Daddy, you emptied oxygen
into one of her honeycombs. I was perfect,
an amber bead on your tongue
when you kissed mummy, filled her
bones with bees. The dead are lonely.
I walk to the river and sing to you, move
the planchette among smooth stones and reeds.
The terrible smell of sweat and sweet gas,
her hand on my mouth. If I am a good
girl, I will get a butterscotch treat or a bright
mandarin orange until we sleep. I go
to the river to sip rainbows. I chip away
your name where mummy disappeared
into the earth.
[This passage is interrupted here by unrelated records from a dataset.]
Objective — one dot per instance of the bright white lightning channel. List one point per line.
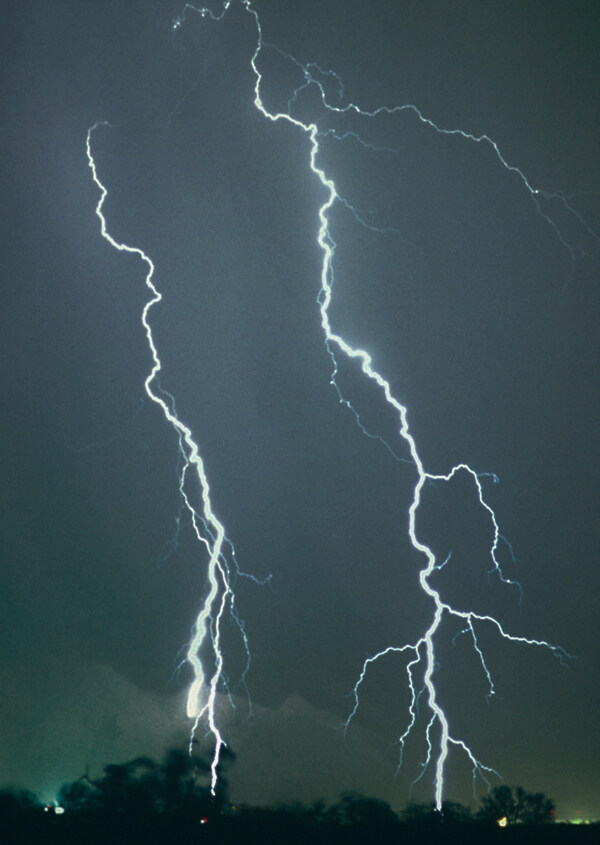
(202, 695)
(421, 665)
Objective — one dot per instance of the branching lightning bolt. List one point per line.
(202, 695)
(421, 654)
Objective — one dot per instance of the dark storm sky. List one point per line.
(474, 310)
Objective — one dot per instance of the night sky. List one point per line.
(480, 310)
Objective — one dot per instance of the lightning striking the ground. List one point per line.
(210, 532)
(420, 655)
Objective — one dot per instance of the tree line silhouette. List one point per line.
(171, 802)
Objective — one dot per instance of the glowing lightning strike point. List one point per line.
(201, 701)
(423, 651)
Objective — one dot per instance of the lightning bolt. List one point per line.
(420, 654)
(209, 530)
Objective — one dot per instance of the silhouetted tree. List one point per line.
(516, 806)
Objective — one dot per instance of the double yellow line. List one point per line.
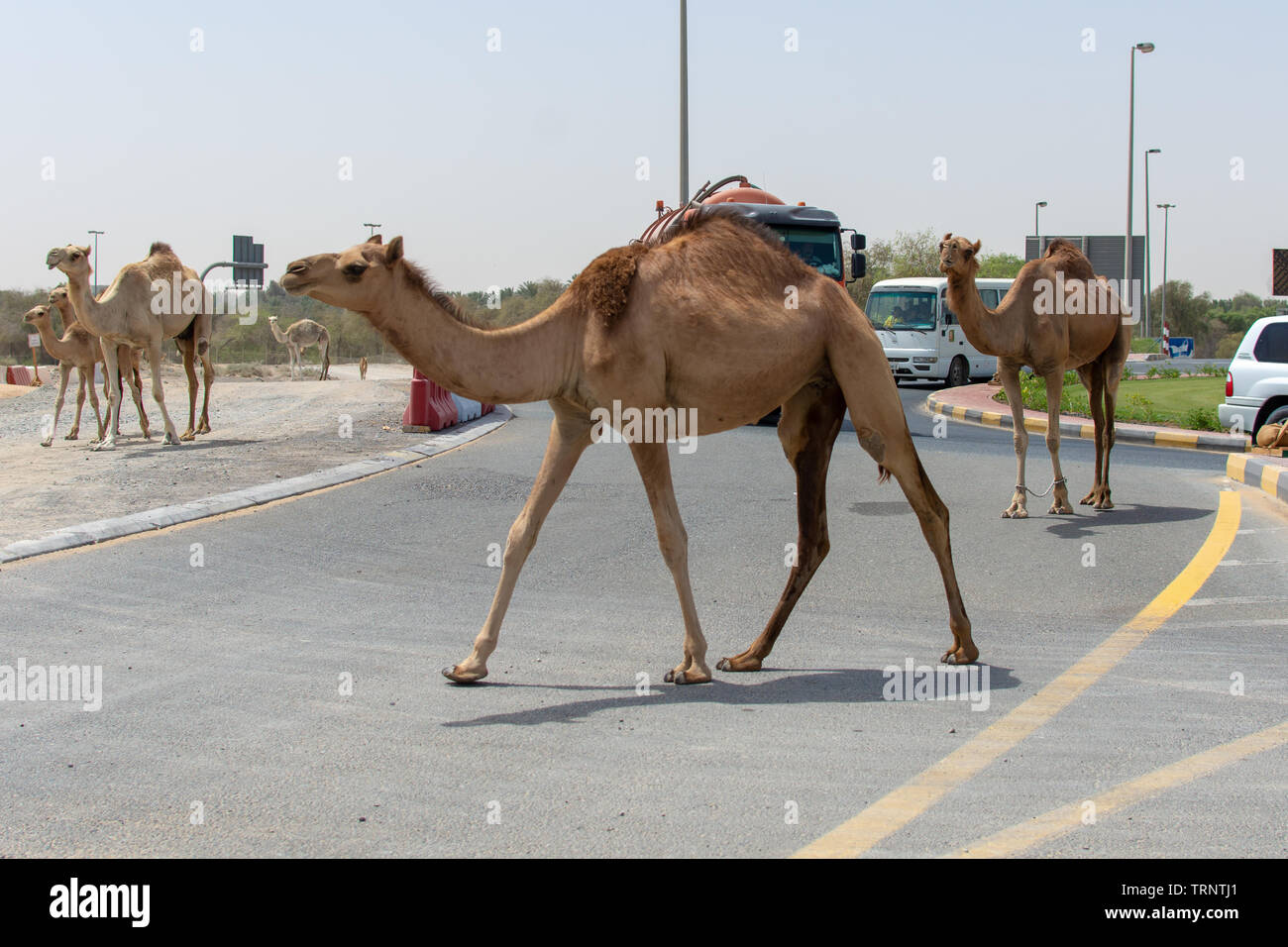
(901, 806)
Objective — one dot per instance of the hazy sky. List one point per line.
(500, 166)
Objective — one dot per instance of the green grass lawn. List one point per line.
(1184, 402)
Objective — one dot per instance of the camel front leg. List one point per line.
(1093, 379)
(570, 436)
(114, 394)
(655, 468)
(1010, 373)
(185, 350)
(207, 375)
(80, 405)
(63, 375)
(1060, 489)
(807, 431)
(171, 436)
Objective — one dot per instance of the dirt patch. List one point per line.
(261, 431)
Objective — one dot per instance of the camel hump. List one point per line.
(605, 283)
(1068, 258)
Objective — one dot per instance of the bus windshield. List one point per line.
(902, 309)
(818, 248)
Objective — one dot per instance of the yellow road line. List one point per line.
(1068, 818)
(901, 806)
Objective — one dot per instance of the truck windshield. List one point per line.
(818, 248)
(902, 309)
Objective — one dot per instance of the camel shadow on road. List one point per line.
(804, 686)
(1087, 522)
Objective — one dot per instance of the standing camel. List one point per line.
(125, 315)
(297, 338)
(125, 355)
(76, 350)
(1057, 316)
(694, 324)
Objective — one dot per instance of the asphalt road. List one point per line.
(223, 682)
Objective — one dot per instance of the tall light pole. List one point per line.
(1166, 208)
(1131, 158)
(95, 235)
(684, 103)
(1147, 282)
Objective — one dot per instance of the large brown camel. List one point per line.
(697, 324)
(75, 350)
(1057, 316)
(127, 315)
(125, 356)
(297, 338)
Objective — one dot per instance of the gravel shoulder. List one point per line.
(261, 431)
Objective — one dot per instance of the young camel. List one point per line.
(76, 350)
(125, 355)
(695, 322)
(297, 338)
(125, 316)
(1056, 316)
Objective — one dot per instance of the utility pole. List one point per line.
(684, 103)
(95, 235)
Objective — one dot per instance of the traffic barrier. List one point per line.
(430, 406)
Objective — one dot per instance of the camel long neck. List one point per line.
(84, 304)
(53, 344)
(980, 324)
(532, 361)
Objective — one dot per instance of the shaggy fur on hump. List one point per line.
(1069, 260)
(605, 283)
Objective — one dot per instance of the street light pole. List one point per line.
(95, 235)
(684, 103)
(1167, 209)
(1131, 158)
(1147, 281)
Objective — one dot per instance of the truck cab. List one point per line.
(921, 337)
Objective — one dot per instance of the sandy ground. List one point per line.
(261, 431)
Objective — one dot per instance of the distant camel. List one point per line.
(297, 338)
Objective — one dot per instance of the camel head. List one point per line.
(357, 278)
(958, 256)
(34, 317)
(71, 260)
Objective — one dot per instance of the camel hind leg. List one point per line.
(810, 421)
(877, 414)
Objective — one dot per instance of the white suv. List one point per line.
(1256, 386)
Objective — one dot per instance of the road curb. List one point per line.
(1189, 440)
(1257, 472)
(161, 517)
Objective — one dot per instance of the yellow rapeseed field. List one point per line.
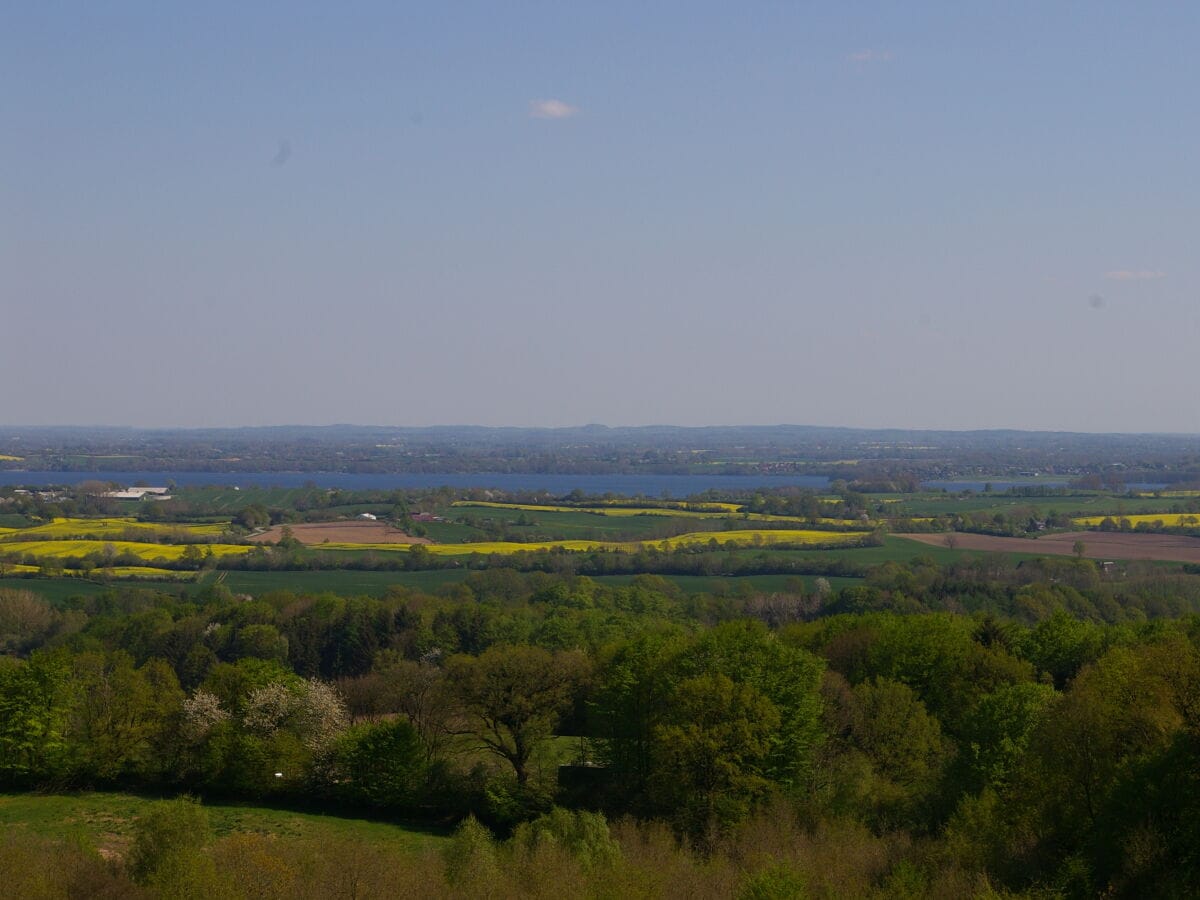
(63, 549)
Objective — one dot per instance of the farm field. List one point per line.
(118, 527)
(346, 582)
(1165, 520)
(106, 821)
(364, 532)
(1097, 545)
(149, 552)
(745, 538)
(727, 511)
(931, 504)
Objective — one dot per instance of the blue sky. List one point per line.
(918, 215)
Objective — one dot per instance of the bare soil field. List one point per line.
(341, 533)
(1097, 545)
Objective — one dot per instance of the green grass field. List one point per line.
(736, 585)
(106, 821)
(1084, 504)
(345, 582)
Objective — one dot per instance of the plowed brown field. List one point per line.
(1097, 545)
(341, 533)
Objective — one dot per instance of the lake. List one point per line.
(624, 485)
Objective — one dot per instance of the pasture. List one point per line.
(744, 538)
(1152, 520)
(105, 820)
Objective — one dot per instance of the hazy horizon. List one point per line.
(919, 217)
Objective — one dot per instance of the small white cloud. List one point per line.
(551, 109)
(869, 55)
(1134, 275)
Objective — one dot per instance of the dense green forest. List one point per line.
(982, 727)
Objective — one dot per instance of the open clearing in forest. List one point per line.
(364, 532)
(106, 821)
(1097, 545)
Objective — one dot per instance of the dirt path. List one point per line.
(1097, 545)
(341, 533)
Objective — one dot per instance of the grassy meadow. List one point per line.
(105, 820)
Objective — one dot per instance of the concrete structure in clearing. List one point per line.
(137, 493)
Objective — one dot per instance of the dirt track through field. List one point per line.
(341, 533)
(1097, 545)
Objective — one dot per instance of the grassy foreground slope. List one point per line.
(106, 821)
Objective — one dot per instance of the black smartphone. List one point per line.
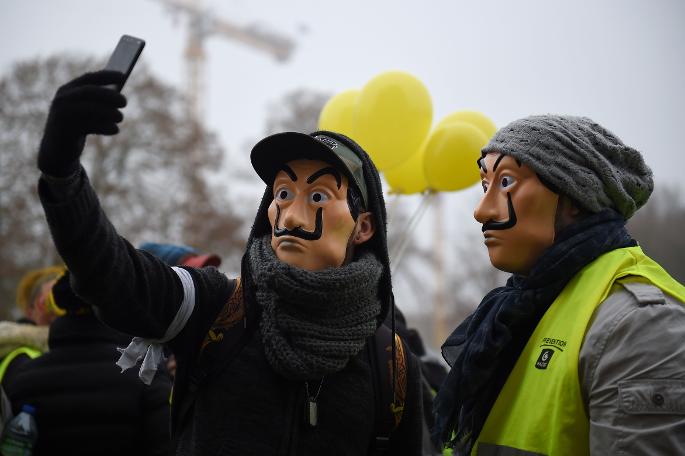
(125, 56)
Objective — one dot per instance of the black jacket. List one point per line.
(84, 405)
(235, 403)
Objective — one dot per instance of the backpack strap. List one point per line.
(227, 336)
(388, 408)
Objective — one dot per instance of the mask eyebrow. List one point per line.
(499, 159)
(289, 171)
(329, 170)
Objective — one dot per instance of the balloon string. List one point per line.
(391, 205)
(401, 245)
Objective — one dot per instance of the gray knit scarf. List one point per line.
(313, 321)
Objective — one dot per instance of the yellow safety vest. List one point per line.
(540, 408)
(29, 351)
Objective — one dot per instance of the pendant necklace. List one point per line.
(311, 412)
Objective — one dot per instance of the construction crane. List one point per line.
(203, 23)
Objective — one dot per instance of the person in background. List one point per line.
(84, 404)
(27, 338)
(581, 352)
If you can have two little
girls, I can have two queens. The letters move
merrily and we will play until you are old
and I am no longer afraid. The rabbits I free
circle the wild fields and I wrestle
the weasel and the hawk. You are responsible
for all my other deaths. I carry sacks
of dirt into your lungs and throw you
like a curse into the Teign, Dart, Taw
and East Okement. We wait for the others.
A brother who melts the blackness of a crow,
a sister who baptizes our wings with rain.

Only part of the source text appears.